In the sophisticated world of counterfeiting, it can often be difficult to tell fakes from the real deal. But now, scientists have developed a new method that can stamp things with “atomic fingerprints” to keep phony products at bay.
“There is no bigger crime than counterfeit crime,” said Robert Young, a professor of physics at Lancaster University in the United Kingdom and chief technology officer of the tech startup Quantum Base.
Earlier this month, Young and his colleagues announced a relatively simple technique for confirming the authenticity of an object — an advance that could put a dent in the counterfeit industry, where fakes, forgeries and imitations cost the global economy half a trillion dollars in lost revenue each year, according to the most recent data from the Organization for Economic Co-operation and Development, headquartered in Paris.
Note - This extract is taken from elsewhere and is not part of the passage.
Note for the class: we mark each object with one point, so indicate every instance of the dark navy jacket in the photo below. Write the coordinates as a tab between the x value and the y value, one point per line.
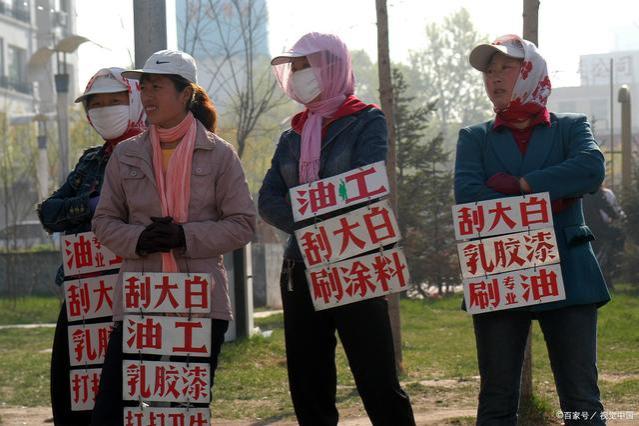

The new anti-counterfeiting method, published online in ArXiv, the open-access preprint journal from Cornell University, has two components: a unique molecular pattern that can be incorporated into a holographic label and a smartphone app.
The unique pattern is created by intentionally fabricating flaws into an atom-thin layer of material, such as graphene oxide. Flaws may include removing a carbon atom, or adding extra oxygen atoms, or creating a ridge of atoms, according to the researchers. Once the flaw is set, the material is incorporated into an ink and then, using an inkjet printer, printed onto a hologram, which can be added as a label to any product.
To confirm the presence of the atomic pattern, a person would use a smartphone camera and its built-in flash to photograph the label. The flash excites the atoms, which produce a unique color based on the pattern. A corresponding app can instantly analyze the image and confirm whether the label is authentic or not, the researchers said.
“I’m really satisfied by how simple it is,” Young told Live Science.
Solving such an extensive problem like counterfeiting requires a solution that can be adopted by a large number of people, Young added. A technique that’s easy to incorporate and easy to analyze could ensure that it’s widely adopted much faster, he said.
Young and his team are working with a company that prints 10 billion holograms per year and said that the first application could be in the automotive industry, where parts are already spray-painted with labels. By piggybacking onto existing manufacturing applications, the researchers can prove that the method works, according to Young.
“We’re expecting the first products in market in the first quarter of next year, in 2018,” he said.
From there, the researchers would like to branch out to other industries, including pharmaceuticals, where $200 billion a year is lost from counterfeit drugs, Young said. And what’s worse, this illegal medicine can sometimes lead to death.
“Thirty percent of counterfeit pharmaceuticals don’t contain the correct active ingredient,” Young said. “People buy these things, believe they’re real, but they’re not being treated for the disease.”
Young said that eventually, the atomic fingerprints his team has developed could be laminated directly onto individual pills.
“This is genuinely a really exciting application,” he said.